A woman pushing 80 years old extended her arms with her palms facing outward as Won-ok and I passed by on a downtown Hagerstown, Maryland sidewalk yesterday. Wearing a flowered hat and matching dress as if she just came from a church social, she was not gingerly asking us to stop. Her gesture was forceful, like a policewoman commanding us to halt.
The woman hooked her left arm into mine so quickly that I didn’t even realize what she was doing until she said to my girlfriend and business partner, “You have a man! Can we share him?”
The woman began pulling me. Hard. Like a tugboat. I couldn’t believe how much strength that old bird had. I actually had to lean the other way and pull to unlock myself from her as she and Won-ok laughed.
The elderly officer had some serious moxie. I wished her a good afternoon and moved along. In retrospect, I wish I had taken the time to speak with her. I bet she had a hell of a life story to tell. She must have grown up during the Great Depression. Maybe she had older brothers who fought in World War II. It wouldn’t have surprised me a lick if she had been a woman ahead of her time — running a company or traveling the country as a stage actress. Maybe she got married in the 1950s — or never met the man who was quite right for her. Perhaps she just loved playing the field.
I have no idea who the woman was and can’t believe I didn’t stop to chat. We had already completed our business for the day by obtaining a Washington County trader’s license to operate our antiques and collectibles booth at the Beaver Creek Antiques Market. I talk to more strangers than anyone I know. It’s a Southern thing, I guess, and a writer thing. I’ve always been fascinated by people and love interviewing them … even when it’s just a conversation and no story is on the horizon. I don’t know why I didn’t stop. Maybe I was just thrown off by the near octogenarian kidnapping.

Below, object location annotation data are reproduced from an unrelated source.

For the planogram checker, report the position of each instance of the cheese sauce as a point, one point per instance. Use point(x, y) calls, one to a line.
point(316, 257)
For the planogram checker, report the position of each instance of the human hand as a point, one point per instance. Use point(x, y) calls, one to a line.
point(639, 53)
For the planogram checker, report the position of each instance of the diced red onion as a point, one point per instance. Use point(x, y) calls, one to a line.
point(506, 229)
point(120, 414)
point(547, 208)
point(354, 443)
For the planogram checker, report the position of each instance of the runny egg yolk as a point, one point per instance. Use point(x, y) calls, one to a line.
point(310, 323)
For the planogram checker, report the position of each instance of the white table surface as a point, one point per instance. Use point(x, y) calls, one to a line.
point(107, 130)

I learned a few steps later that feisty women are common in these parts: A historical marker on the side of building told the Civil War story of Margaret Greenawalt. She stood on its second-floor porch one day and taunted Confederate troops as they retreated through the city. Greenawalt pointed Union flags at them and calling them traitors.
“Get back in here, Maggie,” her sister Myra McDade implored. “They’ll shoot you! They’ll shoot you they will!”
I’m sure the man-swipin’ Miss Daisy outside her door yesterday would have been mighty proud.